Gandhi como respuesta
Lo que podría parecer un happening misógino al estilo de Michel Houellebecq resulta ser un programa oscurantista con un fuerte componente de electoralismo dirigido, mediante una diabolización enrevesada del feminismo y de las mujeres, a desacreditar el ascenso de Segolene Royal, rival socialista de Sarkozy y quizás futura presidenta de la República Francesa. En la medida en que confunde de forma perfectamente consciente virilidad y bestialidad como medio de virilizar el liberalismo salvaje, calificando de «demagogos» a quienes lo contradicen, Zemmour aporta un peligroso apoyo a Le Pen y al machismo en un país en que la propaganda basada en la cuestión de la seguridad se encuentra en su apogeo, en un país en cuya Asamblea Nacional siguen escaseando las mujeres y donde cada cuatro días una mujer muere bajo los golpes de su cónyuge.

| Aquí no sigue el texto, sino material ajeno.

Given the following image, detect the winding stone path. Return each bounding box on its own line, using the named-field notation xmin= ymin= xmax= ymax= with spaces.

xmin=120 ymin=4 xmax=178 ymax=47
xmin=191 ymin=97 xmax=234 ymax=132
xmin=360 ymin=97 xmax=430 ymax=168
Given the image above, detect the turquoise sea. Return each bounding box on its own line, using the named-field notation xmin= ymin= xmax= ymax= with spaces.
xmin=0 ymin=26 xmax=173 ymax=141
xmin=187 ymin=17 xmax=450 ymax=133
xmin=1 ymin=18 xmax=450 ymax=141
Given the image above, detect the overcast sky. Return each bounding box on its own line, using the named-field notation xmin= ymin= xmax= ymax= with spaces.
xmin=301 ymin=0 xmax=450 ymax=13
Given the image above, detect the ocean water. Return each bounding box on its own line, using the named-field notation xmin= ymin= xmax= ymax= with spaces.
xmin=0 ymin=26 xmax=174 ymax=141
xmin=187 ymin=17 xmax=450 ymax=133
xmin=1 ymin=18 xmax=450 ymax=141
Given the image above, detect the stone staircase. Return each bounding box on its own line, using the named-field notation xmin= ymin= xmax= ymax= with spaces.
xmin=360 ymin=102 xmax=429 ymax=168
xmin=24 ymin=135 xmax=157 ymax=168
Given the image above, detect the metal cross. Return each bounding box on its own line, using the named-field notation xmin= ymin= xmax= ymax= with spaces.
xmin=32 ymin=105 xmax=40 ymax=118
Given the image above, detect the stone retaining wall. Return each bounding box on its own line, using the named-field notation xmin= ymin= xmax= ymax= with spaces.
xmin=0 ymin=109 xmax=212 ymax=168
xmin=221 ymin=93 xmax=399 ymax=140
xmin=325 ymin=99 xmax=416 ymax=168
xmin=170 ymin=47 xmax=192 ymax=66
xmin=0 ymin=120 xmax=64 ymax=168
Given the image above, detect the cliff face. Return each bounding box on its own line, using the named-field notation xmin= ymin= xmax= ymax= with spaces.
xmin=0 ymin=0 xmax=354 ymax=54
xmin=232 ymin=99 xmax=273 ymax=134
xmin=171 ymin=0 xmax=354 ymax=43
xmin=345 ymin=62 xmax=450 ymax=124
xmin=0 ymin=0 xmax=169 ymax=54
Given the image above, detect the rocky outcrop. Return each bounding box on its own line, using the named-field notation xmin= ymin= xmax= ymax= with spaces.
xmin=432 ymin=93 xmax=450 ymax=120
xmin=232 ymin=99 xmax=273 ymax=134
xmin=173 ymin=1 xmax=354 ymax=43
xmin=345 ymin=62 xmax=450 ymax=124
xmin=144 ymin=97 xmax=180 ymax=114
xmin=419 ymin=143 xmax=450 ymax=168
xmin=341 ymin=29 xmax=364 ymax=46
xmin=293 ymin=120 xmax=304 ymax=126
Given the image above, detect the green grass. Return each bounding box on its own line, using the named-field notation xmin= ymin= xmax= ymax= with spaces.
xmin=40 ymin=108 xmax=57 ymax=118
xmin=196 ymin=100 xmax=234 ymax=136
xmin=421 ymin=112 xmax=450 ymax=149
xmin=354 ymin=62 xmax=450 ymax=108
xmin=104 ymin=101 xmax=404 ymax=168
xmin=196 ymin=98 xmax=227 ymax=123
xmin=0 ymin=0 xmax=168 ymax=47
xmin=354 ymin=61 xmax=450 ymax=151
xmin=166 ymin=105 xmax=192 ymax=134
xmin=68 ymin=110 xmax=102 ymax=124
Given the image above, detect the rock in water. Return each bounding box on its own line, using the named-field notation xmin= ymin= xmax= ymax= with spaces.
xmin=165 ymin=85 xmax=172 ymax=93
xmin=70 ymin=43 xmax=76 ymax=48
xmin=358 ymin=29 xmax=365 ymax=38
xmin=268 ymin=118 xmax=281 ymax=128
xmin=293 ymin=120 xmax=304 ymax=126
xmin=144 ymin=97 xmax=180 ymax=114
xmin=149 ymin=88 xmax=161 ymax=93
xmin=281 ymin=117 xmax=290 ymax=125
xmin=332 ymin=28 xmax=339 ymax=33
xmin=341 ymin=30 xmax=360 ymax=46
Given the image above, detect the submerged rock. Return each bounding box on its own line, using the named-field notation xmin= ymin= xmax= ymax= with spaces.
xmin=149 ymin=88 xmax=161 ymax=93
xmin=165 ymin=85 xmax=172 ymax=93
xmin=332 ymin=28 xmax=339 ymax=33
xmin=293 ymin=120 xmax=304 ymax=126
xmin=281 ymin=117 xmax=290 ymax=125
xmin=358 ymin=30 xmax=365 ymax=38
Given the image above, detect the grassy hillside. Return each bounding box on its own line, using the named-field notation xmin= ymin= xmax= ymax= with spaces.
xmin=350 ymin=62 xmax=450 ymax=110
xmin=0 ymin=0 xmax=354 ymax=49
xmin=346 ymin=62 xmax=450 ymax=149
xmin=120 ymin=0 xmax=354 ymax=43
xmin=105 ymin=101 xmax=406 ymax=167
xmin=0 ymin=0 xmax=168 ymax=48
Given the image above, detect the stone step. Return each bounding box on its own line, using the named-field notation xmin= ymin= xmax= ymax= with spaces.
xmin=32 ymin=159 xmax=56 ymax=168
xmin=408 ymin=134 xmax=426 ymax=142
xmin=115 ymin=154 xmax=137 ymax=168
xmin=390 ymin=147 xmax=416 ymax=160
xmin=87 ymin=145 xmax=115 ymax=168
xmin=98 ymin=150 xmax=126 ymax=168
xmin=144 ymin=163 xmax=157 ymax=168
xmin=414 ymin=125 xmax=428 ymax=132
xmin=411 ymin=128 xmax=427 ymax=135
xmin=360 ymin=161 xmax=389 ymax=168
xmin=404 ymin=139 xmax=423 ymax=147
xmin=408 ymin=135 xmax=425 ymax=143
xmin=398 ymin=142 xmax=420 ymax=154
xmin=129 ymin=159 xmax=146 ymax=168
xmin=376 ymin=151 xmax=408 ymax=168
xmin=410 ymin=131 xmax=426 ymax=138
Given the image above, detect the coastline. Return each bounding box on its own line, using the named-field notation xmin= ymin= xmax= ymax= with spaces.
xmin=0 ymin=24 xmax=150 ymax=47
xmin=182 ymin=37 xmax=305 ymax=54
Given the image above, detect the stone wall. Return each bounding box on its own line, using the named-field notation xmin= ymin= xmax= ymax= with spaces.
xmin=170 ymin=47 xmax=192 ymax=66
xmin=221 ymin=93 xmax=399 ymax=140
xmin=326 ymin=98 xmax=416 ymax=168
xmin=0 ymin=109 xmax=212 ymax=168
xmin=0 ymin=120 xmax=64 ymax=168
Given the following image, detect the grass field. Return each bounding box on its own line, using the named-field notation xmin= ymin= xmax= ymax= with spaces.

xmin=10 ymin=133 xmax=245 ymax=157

«¿Qué personaje encarna para usted la virilidad?», le pregunta el actor Michel Blanc, ya molesto, al nebuloso Zemmour. Balbuceo, turbación… El interrogado, inseguro, responde «Napoleón», un carnicero que se adapta a sus elucubraciones de abuelito. Entonces, el actor lo pone contra las cuerdas: «Porque, para mí, el hombre viril por excelencia ¡es Gandhi!» Directo al mentón. Completamente noqueado, Zemmour no se repondrá.